Марк и глазом не моргнул.
Он отступил в широкий коридор, поставил светильник на пол.
— Теперь я верю, что наступило самое время для привала. Присаживайтесь, гости дорогие.
Птека понял его слова буквально, оброс длинной меховой жилеткой и сел на каменный пол. Мех надёжно защитил его седалище и спину.
Крыс, сгорбившись, подобрался к светильнику, уставился на огонь.
— Светло, да…
Марк раскрыл птекин мешок, достал припасы, нарезал мясо, разломал лепёшку. Пончики решил пока не доставать. Держа нож в правой руке, левой роздал хлеб и мясо.
Крыс схватил еду жадно, проглотил, не жуя.
— Каких слов ты ждёшь, шестой человек?
— Кто украл Артефакт, конечно же, — ухмыльнулся криво Марк.
— Я не знаю.
— Знаю, что не знаешь. Но если бы ты его украл, предположим, я говорю, если бы ты его украл — зачем бы ты это сделал?
Крыс задумался, заскрёб когтями по полу.
— Чтобы быть самым сильным.
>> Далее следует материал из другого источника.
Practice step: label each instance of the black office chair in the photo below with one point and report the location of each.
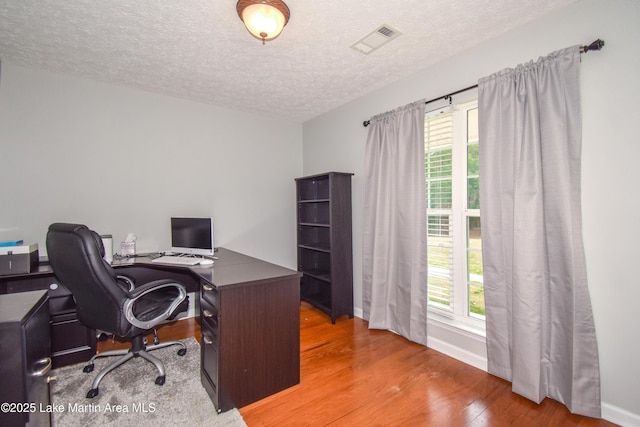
(76, 255)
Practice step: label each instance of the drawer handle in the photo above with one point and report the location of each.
(46, 368)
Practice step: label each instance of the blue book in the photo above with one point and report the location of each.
(11, 243)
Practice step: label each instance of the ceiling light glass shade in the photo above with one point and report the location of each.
(264, 19)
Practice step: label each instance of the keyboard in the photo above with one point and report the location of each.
(176, 260)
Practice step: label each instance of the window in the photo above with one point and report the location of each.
(454, 244)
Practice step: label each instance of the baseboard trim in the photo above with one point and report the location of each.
(620, 416)
(457, 353)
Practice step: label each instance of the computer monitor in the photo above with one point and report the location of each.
(192, 236)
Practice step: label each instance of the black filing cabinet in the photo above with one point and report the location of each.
(25, 359)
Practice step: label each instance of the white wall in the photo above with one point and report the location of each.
(611, 149)
(121, 160)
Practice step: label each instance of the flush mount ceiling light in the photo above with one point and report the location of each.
(264, 19)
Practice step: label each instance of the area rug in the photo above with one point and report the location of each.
(129, 396)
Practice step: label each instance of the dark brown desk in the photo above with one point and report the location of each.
(249, 316)
(24, 359)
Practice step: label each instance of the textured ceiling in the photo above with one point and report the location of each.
(200, 50)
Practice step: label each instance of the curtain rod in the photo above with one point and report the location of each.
(596, 45)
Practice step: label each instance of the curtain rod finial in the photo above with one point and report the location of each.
(596, 45)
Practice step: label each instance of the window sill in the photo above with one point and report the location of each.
(462, 340)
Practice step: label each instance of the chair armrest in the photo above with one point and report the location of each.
(128, 281)
(148, 288)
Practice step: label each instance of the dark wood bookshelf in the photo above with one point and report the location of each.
(325, 242)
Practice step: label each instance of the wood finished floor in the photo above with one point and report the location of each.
(353, 376)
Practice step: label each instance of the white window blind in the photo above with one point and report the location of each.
(440, 230)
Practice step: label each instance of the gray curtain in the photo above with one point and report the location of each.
(394, 246)
(540, 328)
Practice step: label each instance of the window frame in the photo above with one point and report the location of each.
(459, 315)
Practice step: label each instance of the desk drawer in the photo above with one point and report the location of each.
(209, 293)
(209, 357)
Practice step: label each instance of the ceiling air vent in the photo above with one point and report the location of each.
(378, 37)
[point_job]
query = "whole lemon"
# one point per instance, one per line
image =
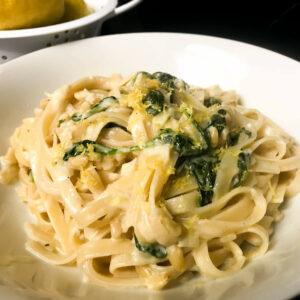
(75, 9)
(18, 14)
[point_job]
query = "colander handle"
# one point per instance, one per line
(119, 10)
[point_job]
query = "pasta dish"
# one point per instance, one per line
(139, 180)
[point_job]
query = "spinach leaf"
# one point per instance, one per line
(166, 80)
(211, 101)
(102, 105)
(181, 143)
(154, 249)
(203, 135)
(154, 102)
(235, 135)
(203, 169)
(218, 120)
(85, 146)
(243, 165)
(113, 124)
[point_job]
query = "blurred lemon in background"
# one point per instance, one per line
(17, 14)
(75, 9)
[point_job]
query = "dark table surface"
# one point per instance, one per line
(273, 26)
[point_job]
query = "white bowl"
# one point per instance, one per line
(14, 43)
(265, 80)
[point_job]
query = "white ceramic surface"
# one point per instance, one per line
(265, 80)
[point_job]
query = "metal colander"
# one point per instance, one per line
(14, 43)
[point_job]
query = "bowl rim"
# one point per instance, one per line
(101, 14)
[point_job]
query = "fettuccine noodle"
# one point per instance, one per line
(139, 180)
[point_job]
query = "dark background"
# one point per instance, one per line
(272, 25)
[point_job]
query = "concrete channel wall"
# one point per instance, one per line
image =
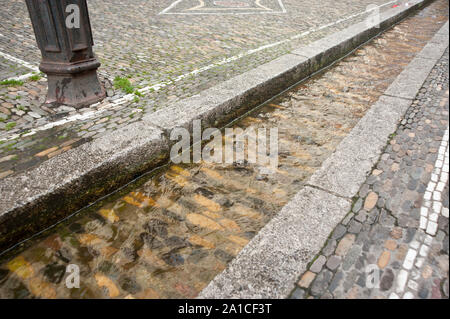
(36, 199)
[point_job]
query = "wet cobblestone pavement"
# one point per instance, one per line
(170, 234)
(394, 242)
(150, 58)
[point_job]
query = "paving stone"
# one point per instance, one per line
(307, 279)
(321, 283)
(345, 244)
(318, 264)
(333, 262)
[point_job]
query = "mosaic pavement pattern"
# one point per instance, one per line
(394, 242)
(170, 234)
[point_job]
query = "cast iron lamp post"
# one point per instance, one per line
(64, 36)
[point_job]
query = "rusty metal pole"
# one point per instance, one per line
(64, 36)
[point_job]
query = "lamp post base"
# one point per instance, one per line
(75, 85)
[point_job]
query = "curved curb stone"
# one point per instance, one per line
(34, 200)
(268, 267)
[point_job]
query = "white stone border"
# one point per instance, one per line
(269, 265)
(429, 214)
(166, 11)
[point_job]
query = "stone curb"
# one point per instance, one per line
(270, 264)
(34, 200)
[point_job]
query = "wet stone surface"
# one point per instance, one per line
(150, 56)
(401, 212)
(169, 235)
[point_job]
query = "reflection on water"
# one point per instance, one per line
(169, 235)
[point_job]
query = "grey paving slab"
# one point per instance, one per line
(347, 168)
(268, 266)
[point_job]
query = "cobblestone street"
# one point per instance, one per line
(348, 200)
(144, 69)
(398, 226)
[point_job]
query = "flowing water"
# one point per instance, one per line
(170, 233)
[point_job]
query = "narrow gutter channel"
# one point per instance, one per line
(168, 234)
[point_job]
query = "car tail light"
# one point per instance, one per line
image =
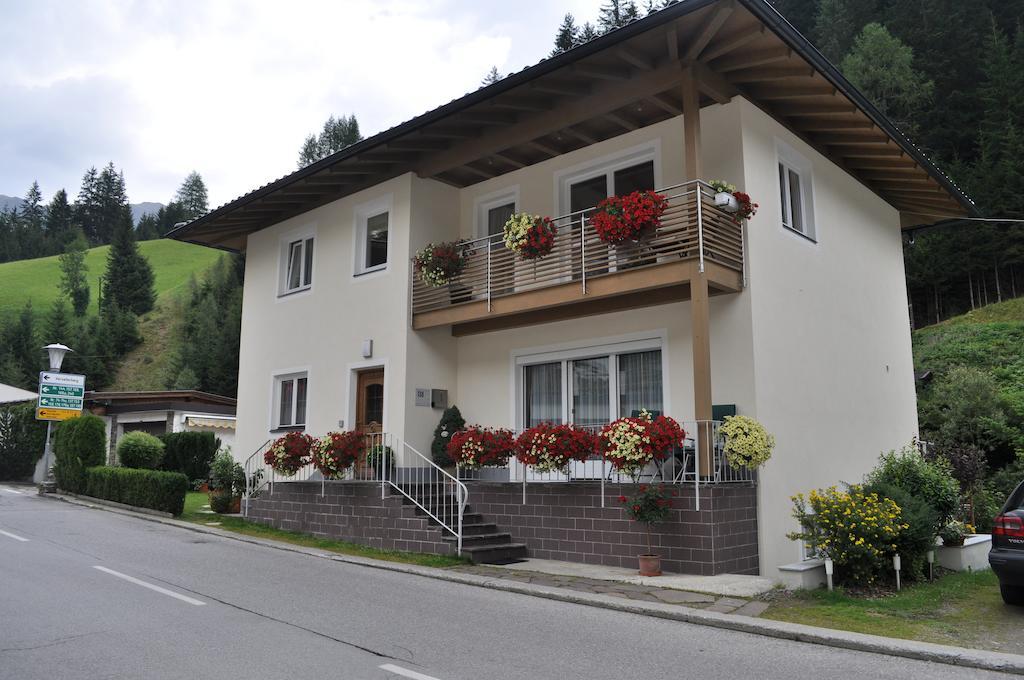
(1009, 525)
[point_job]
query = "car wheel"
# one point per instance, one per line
(1012, 594)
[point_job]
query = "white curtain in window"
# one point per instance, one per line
(590, 391)
(640, 382)
(543, 393)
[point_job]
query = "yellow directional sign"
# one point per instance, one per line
(56, 414)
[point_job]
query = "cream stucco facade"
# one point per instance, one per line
(816, 346)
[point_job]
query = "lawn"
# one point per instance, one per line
(173, 264)
(962, 609)
(195, 503)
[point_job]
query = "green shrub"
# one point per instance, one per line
(856, 528)
(78, 443)
(140, 450)
(226, 476)
(932, 481)
(142, 489)
(189, 453)
(22, 440)
(916, 534)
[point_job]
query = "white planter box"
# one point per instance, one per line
(972, 556)
(726, 202)
(807, 575)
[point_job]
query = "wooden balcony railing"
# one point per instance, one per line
(694, 236)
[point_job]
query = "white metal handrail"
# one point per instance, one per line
(692, 228)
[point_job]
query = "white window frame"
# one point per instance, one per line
(285, 247)
(278, 379)
(364, 213)
(792, 161)
(610, 347)
(484, 204)
(606, 165)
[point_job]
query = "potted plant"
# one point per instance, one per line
(288, 454)
(631, 443)
(622, 218)
(531, 237)
(478, 447)
(954, 533)
(649, 506)
(748, 444)
(336, 452)
(439, 264)
(732, 201)
(228, 482)
(548, 448)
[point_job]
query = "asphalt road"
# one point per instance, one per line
(89, 594)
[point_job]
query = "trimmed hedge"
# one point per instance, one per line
(142, 489)
(78, 443)
(140, 450)
(189, 453)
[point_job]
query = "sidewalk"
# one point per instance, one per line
(702, 609)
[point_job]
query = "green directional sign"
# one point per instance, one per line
(59, 402)
(62, 390)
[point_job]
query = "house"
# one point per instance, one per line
(163, 412)
(797, 316)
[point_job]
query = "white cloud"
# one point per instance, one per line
(230, 87)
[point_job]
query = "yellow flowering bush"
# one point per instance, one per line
(748, 444)
(857, 529)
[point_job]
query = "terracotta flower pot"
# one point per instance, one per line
(650, 565)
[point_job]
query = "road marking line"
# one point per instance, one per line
(397, 670)
(164, 591)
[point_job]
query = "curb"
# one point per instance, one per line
(927, 651)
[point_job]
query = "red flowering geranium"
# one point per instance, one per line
(548, 448)
(288, 454)
(748, 208)
(630, 443)
(336, 452)
(629, 217)
(478, 447)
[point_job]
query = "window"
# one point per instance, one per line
(290, 400)
(797, 208)
(592, 390)
(298, 265)
(373, 225)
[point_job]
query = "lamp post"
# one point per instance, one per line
(56, 352)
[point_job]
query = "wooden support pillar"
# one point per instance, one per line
(699, 309)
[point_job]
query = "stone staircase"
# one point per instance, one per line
(482, 541)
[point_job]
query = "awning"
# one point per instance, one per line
(210, 421)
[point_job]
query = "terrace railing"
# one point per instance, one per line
(692, 228)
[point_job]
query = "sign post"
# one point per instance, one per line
(61, 395)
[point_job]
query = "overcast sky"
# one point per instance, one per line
(230, 88)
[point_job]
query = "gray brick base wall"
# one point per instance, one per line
(565, 521)
(350, 511)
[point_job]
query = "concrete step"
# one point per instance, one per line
(502, 553)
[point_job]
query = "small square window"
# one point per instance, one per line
(297, 265)
(290, 399)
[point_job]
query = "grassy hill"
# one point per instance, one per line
(173, 263)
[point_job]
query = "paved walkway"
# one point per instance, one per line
(643, 593)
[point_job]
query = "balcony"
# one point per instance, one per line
(584, 275)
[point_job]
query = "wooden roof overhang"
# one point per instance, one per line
(625, 80)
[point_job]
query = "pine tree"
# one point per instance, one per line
(567, 36)
(882, 67)
(336, 135)
(492, 77)
(128, 281)
(74, 274)
(192, 196)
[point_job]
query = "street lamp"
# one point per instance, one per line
(56, 352)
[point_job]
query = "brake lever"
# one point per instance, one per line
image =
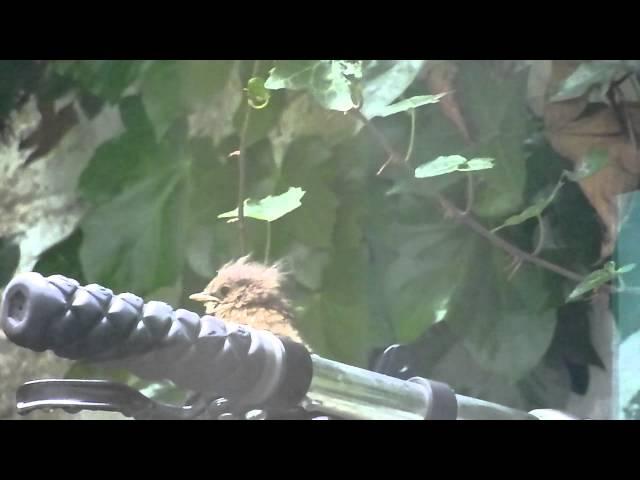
(73, 396)
(98, 395)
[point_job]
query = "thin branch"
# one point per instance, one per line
(382, 140)
(467, 219)
(412, 135)
(499, 242)
(267, 246)
(242, 168)
(540, 236)
(470, 193)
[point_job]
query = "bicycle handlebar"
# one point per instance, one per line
(154, 341)
(252, 368)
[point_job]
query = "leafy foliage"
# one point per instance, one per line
(373, 260)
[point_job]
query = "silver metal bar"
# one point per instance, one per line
(357, 394)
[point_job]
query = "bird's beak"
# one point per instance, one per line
(204, 297)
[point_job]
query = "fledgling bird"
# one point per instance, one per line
(250, 293)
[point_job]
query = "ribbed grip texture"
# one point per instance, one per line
(151, 339)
Сильнее звеРрей. Сильнее звеРрюг. Чтобы они просили вернуть его. Или беречь.
— Опять тупик, — вздохнул Марк. — Адресат, к которому нужно идти на поклон, по-прежнему неизвестен. Значит, он не жаждал поклонения и просьб о бережливости. Где остальные крыски?
Крыс заскулил. Жалобно и злобно.
— Прогнали, — признался он. — Убью. Вас съем — и убью. Всех. Дай еды.
Марк неторопливо отрезал мяса.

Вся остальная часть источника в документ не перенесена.